Don’t just sit by and watch in alarm as a former employee, contractor, or competitor poaches your clients. Texas law protects valuable trade secrets from misuse and misappropriation – including client lists. These protections can give you legal grounds to defend your client information from exploitation by former employees or competitors.
According to the Texas Uniform Trade Secrets Act (TUTSA), a trade secret is information that has economic value because it is not generally known, and which a company has made reasonable efforts to keep secret. Client lists are a valuable business asset. If your business has made reasonable efforts to protect your client lists, you can take legal action to stop former employees or competitors from going after your client relationships.
What Is Client Poaching?
When an employee leaves the company – either to join a competitor or to start a competing business – they may try to encourage clients to join them at their new company. A former employee may also maliciously share protected client information with a competitor who then directly solicits your customers or clients.
This is called “client poaching” and endangers your proprietary information, profits, and client relationships.
Examples of client poaching can include:
- An employee intercepting calls from potential clients and soliciting them to do business separately;
- A vendor, supplier, or contractor soliciting mutual clients to provide competing products or services; or
- An employee who leaves to start a competing operation and asks clients to follow him or her.
What may NOT be an example of client poaching? You may not have a legal claim if:
- The client list is easily ascertained through public sources, such as an internet search;
- The former employee advertises in the local newspaper or social media and your clients respond; or
- A client follows your employee to a competing operation but was not directly or actively solicited.
Is Client Poaching Illegal?
Client poaching is not outright illegal, but it can violate certain business laws, such as the Texas Uniform Trade Secrets Act, or breach the terms of existing agreements, such as a non-compete or non-solicitation provision in the employment contract.
Can I Sue a Competitor for Poaching My Clients?
TUTSA allows businesses to take legal action when misappropriation occurs – or even if it has been threatened – provided that:
- Improper means were used to acquire the trade secret; and
- A trade secret was used or disclosed without consent.
Typically, a trade secret misappropriation case will consist of three general phases:
- Filing of a lawsuit and application for a temporary restraining order
- Temporary injunction that stops the defendant from a specific act
- Litigation for the recovery of damages
In addition to injunctive relief, businesses are also entitled to the recovery of any financial damages resulting from misappropriation.

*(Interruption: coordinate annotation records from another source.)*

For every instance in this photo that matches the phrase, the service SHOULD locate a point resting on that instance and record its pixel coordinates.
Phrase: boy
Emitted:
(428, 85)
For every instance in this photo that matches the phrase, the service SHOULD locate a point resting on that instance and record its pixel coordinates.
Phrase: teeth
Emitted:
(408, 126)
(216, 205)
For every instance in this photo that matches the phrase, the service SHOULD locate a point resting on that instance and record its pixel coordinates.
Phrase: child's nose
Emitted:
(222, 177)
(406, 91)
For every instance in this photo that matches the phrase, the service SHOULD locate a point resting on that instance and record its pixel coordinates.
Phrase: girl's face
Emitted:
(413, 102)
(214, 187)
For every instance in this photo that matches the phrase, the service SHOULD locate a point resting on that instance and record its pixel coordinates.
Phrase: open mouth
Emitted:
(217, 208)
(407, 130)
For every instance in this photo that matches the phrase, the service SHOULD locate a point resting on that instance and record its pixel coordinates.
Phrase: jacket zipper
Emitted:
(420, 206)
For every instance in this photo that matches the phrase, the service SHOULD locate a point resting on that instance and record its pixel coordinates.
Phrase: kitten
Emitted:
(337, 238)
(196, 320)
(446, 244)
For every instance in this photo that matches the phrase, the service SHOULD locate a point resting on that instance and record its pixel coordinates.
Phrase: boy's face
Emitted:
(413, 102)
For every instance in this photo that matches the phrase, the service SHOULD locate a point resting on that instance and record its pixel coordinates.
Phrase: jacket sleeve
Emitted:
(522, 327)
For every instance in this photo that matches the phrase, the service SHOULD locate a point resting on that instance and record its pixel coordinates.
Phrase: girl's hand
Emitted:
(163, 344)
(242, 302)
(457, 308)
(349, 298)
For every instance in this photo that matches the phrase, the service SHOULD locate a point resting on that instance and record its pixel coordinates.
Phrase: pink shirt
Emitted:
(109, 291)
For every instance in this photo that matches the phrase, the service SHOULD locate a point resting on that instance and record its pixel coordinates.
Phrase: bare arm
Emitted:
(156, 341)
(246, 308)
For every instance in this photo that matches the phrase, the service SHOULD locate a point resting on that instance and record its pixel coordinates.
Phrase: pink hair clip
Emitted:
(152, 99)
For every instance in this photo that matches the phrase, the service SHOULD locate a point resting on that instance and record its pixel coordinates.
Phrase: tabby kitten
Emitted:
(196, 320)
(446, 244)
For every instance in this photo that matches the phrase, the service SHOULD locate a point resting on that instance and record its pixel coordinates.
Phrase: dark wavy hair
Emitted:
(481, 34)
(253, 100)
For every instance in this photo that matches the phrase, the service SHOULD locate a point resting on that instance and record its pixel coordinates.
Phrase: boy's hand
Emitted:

This includes actual losses and unjust enrichment, or royalties for the unauthorized use or disclosure of a trade secret. In cases where misappropriation was willful and malicious, exemplary damages may also be awarded against the defendant.
How Do I Prevent Competitors from Poaching My Clients?
The best way to prevent client poaching is to take reasonable measures to protect the secrecy of your client list. This will maintain its protection under Texas law.
What are reasonable measures to maintain the secrecy of your client list?
- Label client information as “proprietary and confidential”
- Limit access to client information on a “need-to-know basis”
- Employ physical and digital security, e.g., stored in locked cabinets or password-protected
- Ask employees, customers, independent contractors, and vendors with access to confidential client lists and information to sign a confidentiality or non-disclosure agreement (NDA)
- Use non-compete or non-solicitation agreements
Review more measures you can take in our blog article “Protecting Trade Secrets In Texas: How Do You Identify And Secure A Trade Secret?”
How Do I Defend a Client Poaching Lawsuit?
The best way to defend against claims of client poaching is to demonstrate that you did not solicit clients improperly, or that you obtained the client list through public means.
It gets tricker if you are bound by a non-solicitation, non-compete agreement, or confidentiality agreement. However, these agreements are not always enforceable. If a non-compete or non-solicitation agreement is too broad or does not protect a legitimate business interest, Texas courts may revise the scope of the agreement or decline to enforce it altogether.